RTO(Recovery Time Objective)は、障害の検出と復旧完了にかかる時間を含めた、障害後にサービスを復旧するまでの最大時間です。RTOが1時間の場合、1時間以内にサービスが再開されることを意味します。復旧にデータの復元やインポートが含まれる場合、RTOはデータ量とともに増加します。
各障害の処理方法
High Availabilityは単一のアベイラビリティゾーンの損失から保護します。VeloDB Cloudはウェアハウスを複数のアベイラビリティゾーンにまたがって展開するため、コミットされたデータはゾーン障害を生き延び、RPOはゼロになります。自動復旧の場合、異なるゾーンの2つのクラスタをprimary-standby virtual clusterとしてペアにします:プライマリゾーンが失敗すると、VeloDBは自動的にスタンバイにフェイルオーバーし、リアルタイムで同期を保つため、切り替えは迅速ですが瞬時ではありません。これは、まず障害が検出される必要があるためです。単一クラスタにはスタンバイがないため、別のゾーンに代替クラスタを作成することで手動で復旧します。これにより、RTOはいつ対処するかと新しいクラスタの起動とキャッシュの暖機にかかる時間に依存します。High Availabilityを参照してください。
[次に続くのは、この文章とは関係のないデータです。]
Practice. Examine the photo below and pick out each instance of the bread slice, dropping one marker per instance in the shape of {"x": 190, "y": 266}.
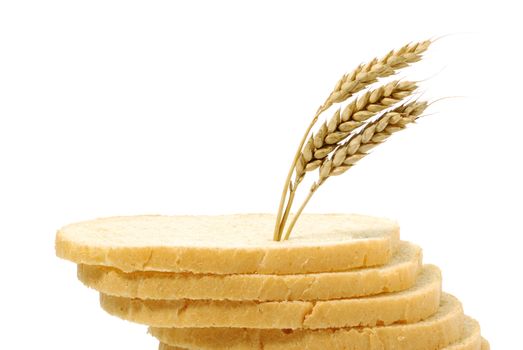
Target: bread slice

Recycle Binは誤って削除したデータを復旧します。リサイクルビンにまだ残っている限り、RECOVERを実行して、削除または切り詰めたデータベース、テーブル、またはパーティションを復元します。この復旧は保証されたものではなくベストエフォートです。これは、VeloDB Cloudがリソースを必要とするときにリサイクルビンのエントリを削除するためで、保証された復旧ポイントが必要な場合はバックアップを使用してください。
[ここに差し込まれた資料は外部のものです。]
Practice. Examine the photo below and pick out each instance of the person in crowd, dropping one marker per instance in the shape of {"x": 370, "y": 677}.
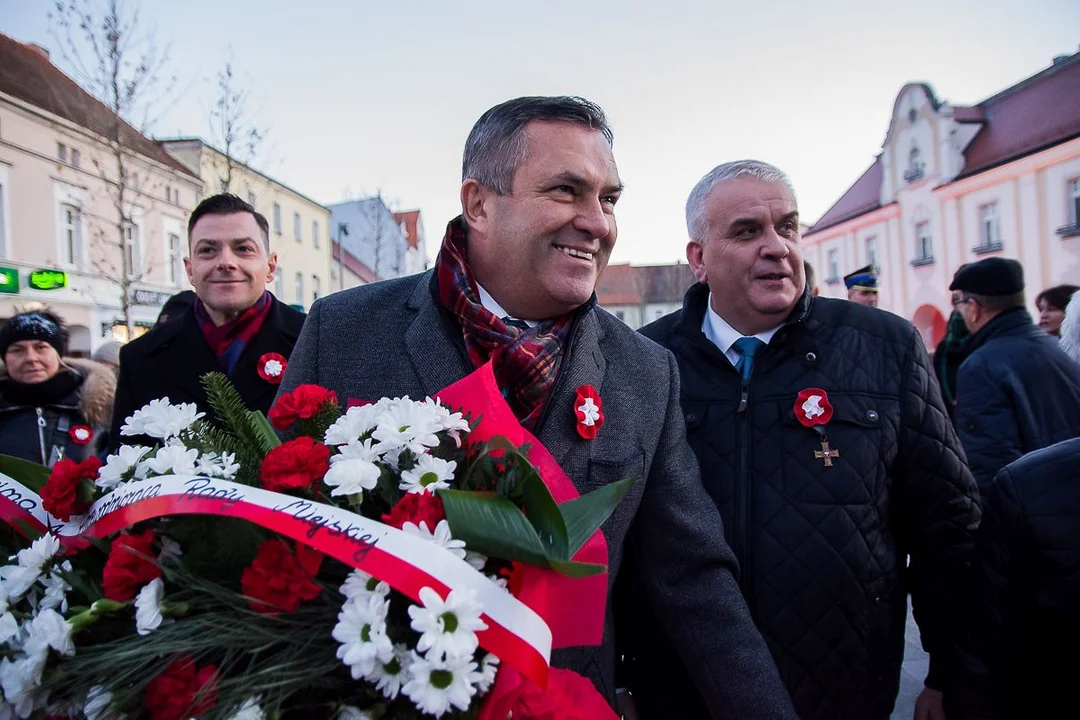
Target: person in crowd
{"x": 949, "y": 354}
{"x": 863, "y": 286}
{"x": 1018, "y": 653}
{"x": 1051, "y": 303}
{"x": 51, "y": 406}
{"x": 1016, "y": 392}
{"x": 233, "y": 325}
{"x": 514, "y": 283}
{"x": 824, "y": 443}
Backupsはデータの破損と不正な書き込みから保護します。VeloDB Cloudは設定したスケジュールに従って、同じリージョンのオブジェクトストレージにデータベースをコピーし、保持されている任意のバックアップから復元します。バックアップのRPOは、設定したバックアップサイクルに各バックアップの完了時間を加えたものです。バックアップや復元にかかる時間は、データ量、テーブルスキーマ、テーブル数を含む複数の要因に依存します。Backupsを参照してください。
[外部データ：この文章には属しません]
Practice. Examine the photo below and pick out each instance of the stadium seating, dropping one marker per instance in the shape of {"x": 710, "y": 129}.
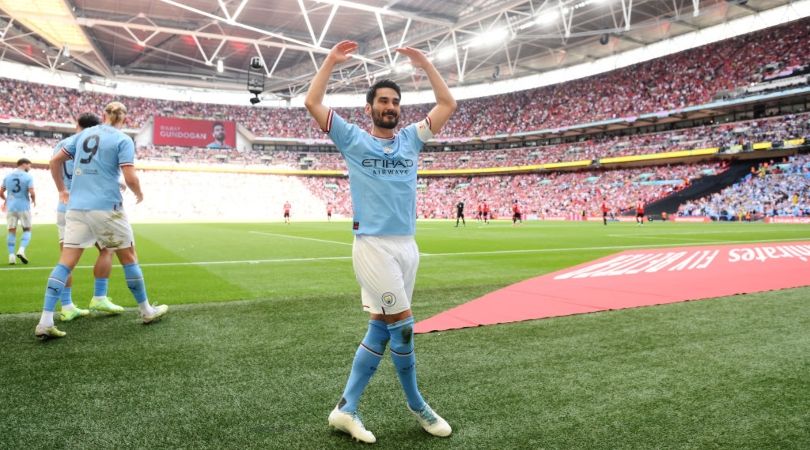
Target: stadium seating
{"x": 676, "y": 81}
{"x": 543, "y": 195}
{"x": 772, "y": 189}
Disaster Recoveryはリージョン全体の損失から保護します。バックアップとマルチゾーン展開はどちらも単一リージョン内でデータを保持するため、リージョン規模の停止を生き延びることはできません。データを別のリージョンにエクスポートして、使用可能なコピーを他の場所に存在させ、そのリージョンのウェアハウスにインポートすることで復旧します。エクスポートのRPOは、設定したエクスポートサイクルに各エクスポートの完了時間を加えたものです。Disaster Recoveryを参照してください。
推奨事項
結果はデータ量、クラスタサイズ、アプリケーションに依存するため、本番環境規模のデータを使用した復旧訓練を実行して、実際のRPOとRTOを評価することで、採用するアプローチを定期的にテストしてください。リージョン間で可能な限り低いRPOとRTOが必要な場合、2つのリージョンそれぞれでウェアハウスを実行し、両方に書き込みます。これにより、リージョン障害が発生しても、即座にトラフィックを提供できる最新のコピーが残りますが、2つのウェアハウスの運用と負荷のコストがかかります。